In a fascinating new study of how exercise and sedentary behavior can impact health, those who spent more hours sitting were at increased risk of dying prematurely. The study, published recently in a special edition of the British Journal of Sports Medicine, analyzed physical activity data from more than 44,000 middle-aged and older adults. Results suggested that people who were most sedentary faced a higher mortality risk.
But what’s interesting about the study is that even among those who sat for as much as 8.5 hours a day, getting just 11 minutes of moderate exercise was enough to significantly decrease some of the effects of sedentarism, including premature death.
Not surprisingly, this is wasn’t the first study to examine the relationships between prolonged sitting and health. Several other analyses have linked lengthy times spent sitting down, particularly watching television, to an increased risk for type 2 diabetes, cardiovascular disease, obesity, and certain types of cancer.
Sitting for prolonged periods of time is increasingly common, especially now that the pandemic has made our lives more recluse and sedentary than usual. According to a 2019 analysis of 16 years of data gathered by the National Center for Health and Statistics, the average US adult spends about 6.5 hours a day sitting. Teenagers 12 to 19 years of age spend as much as 8 hours sitting each day.
The Problem with Sitting Too Much
More time spent watching TV, scrolling on our phones, and working on the computer means that nowadays, most people are spending more time sitting than ever before.
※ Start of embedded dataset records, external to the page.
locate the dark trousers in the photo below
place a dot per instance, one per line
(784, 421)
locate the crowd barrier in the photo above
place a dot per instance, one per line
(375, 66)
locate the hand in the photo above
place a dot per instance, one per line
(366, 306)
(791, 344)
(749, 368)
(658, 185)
And some argue that our bodies didn’t evolve to be so sedentary.
When we sit, we use less energy than we do when standing or walking around, which, according to some experts, can slow down the metabolism and hinder the body’s ability to break down fat, and regulate blood sugar and pressure. The body burns far fewer calories when sitting than standing or moving. That’s why sedentary behavior is so closely related to weight gain and obesity.
Mounting epidemiological evidence also suggests that sitting or lying for extended periods can lead to increase insulin resistance, which is strongly associated with common chronic conditions like diabetes, metabolic syndrome, and heart disease. Sitting for prolonged periods can also lead to muscle weakening, increasing the risk for falls and exercise-related strains.
What the Recommendations Say
Experts aren’t sure how much physical activity is needed to counter the effects of sitting fully. The investigators of this study found that regardless of how long people sat, about 35 minutes a day of brisk walking or exercising at a moderate pace seemed to yield the most significant statistical improvement on longevity. Just 11 minutes of moderate physical activity each day, although not enough to counter the effects of sitting all day, also seemed to reduce the risk of premature death.
Most health agencies, including the American Heart Association (AHA), the Centers for Disease Control and Prevention (CDC), and the World Health Organization (WHO) recommend that adults get at least 150 minutes (2.5 hours) of physical activity of moderate-intensity or higher every week. Why 150 minutes? Because research shows that the equivalent of 150 minutes of exercise weekly reduces the risk for:
Challenge yourself to get moving!
Choosing to add even a small amount of physical activity to your day can lead to big benefits and increased longevity. Every bout of physical activity or exercise contributes to a fitter, healthier, and very likely, happier you!